Why Hyperscalers Are Building Their Own Chips — and Why Broadcom Captures the Wave
The shift to custom AI silicon isn't about engineering pride. It's about cost, efficiency, and strategic independence. Nvidia's GPUs are powerful but general-purpose — built to run many AI tasks well. A hyperscaler operating one specific model at billion-user scale can design a chip tuned precisely for that workload, cut unit costs substantially, and reduce dependency on a single, high-margin supplier.
Big Tech firms including Alphabet, Microsoft, Amazon, and Meta are expected to collectively spend more than $630 billion on AI infrastructure in 2026, according to Reuters. Every dollar directed toward custom silicon is a dollar not flowing to Nvidia at full margin. That's the structural pressure Nvidia CEO Jensen Huang was responding to at GTC when he pivoted messaging toward inference — the workload where Nvidia holds its largest performance advantage over custom ASICs.
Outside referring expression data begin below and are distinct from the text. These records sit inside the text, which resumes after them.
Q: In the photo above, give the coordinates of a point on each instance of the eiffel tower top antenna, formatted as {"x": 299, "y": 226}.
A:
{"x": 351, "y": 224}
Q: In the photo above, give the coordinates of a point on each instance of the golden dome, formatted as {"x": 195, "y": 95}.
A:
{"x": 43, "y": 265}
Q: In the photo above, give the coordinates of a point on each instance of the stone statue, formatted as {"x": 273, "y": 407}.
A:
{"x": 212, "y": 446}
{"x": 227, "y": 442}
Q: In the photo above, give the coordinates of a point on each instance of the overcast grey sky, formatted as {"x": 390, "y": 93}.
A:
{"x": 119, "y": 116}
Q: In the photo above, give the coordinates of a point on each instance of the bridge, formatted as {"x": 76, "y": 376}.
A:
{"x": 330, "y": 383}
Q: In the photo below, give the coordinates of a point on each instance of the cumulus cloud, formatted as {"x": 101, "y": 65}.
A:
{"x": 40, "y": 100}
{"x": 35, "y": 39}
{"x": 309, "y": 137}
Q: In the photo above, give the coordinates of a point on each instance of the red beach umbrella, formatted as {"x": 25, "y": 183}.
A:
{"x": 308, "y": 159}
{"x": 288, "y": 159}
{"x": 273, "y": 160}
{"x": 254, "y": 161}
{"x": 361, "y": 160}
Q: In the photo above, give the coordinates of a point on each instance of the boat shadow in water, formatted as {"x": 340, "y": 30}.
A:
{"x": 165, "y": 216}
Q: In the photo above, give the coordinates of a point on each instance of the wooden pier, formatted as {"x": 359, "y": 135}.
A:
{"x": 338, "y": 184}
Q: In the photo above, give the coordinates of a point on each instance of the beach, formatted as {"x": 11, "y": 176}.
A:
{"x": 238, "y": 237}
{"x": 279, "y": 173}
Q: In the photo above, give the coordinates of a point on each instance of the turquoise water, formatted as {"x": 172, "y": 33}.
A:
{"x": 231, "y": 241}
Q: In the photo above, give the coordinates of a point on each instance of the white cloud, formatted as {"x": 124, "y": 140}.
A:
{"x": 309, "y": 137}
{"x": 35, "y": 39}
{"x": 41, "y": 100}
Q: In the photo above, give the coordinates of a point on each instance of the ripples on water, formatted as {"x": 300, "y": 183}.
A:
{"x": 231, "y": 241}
Why it matters: Broadcom is uniquely positioned to benefit whether the custom chip trend accelerates or stabilizes. Its engineers work at the critical translation layer between a hyperscaler's chip concept and the physical design that TSMC can actually fabricate. Hock Tan disclosed that Broadcom will deliver the equivalent of one gigawatt's worth of Google TPUs for Anthropic's AI compute in 2026, rising to three gigawatts in 2027. OpenAI's first custom processor — a $10 billion order placed in December — is set to deploy at over one gigawatt scale in 2027. Melius Research analysts estimate Broadcom now has visibility into approximately 10 gigawatts of total AI chip demand in 2027 — equivalent to the electricity needs of more than 8 million U.S. households. (Reuters, March 5, 2026)
For Q2 FY2026, Broadcom guided for $22 billion in total revenue — well above the $20.56 billion analyst consensus — with AI chip revenue alone expected to reach $10.7 billion in the quarter. The company also authorized a $10 billion share repurchase program through the end of 2026. Hock Tan confirmed Broadcom has fully secured leading-edge wafer capacity at TSMC to hit its 2027 targets — removing a supply chain risk that has clouded other semiconductor forecasts this year. (Reuters, March 4–5, 2026)
Bottom Line
Broadcom is the picks-and-shovels play for the custom silicon wave. Nvidia retains dominant GPU market share and will for the foreseeable future — but the fastest-growing segment of AI semiconductor demand is custom chips designed by hyperscalers actively trying to reduce that dependence. Broadcom is the engineering partner that makes those designs manufacturable.
The key risk is customer concentration: Google is Broadcom's largest custom silicon client by far, and a slowdown in Alphabet's AI capex would register directly in AVGO results. But the addition of OpenAI as a sixth customer — combined with Meta's continued MTIA commitment and Anthropic's multi-gigawatt TPU orders — signals real diversification in progress.
Broadcom trades at a premium to the broader chip sector. With AI revenue up 106% year over year and a credible CEO-level forecast of $100 billion by 2027, that premium reflects something real. This isn't the AI chip story most investors are following. It may be the most important one they're not.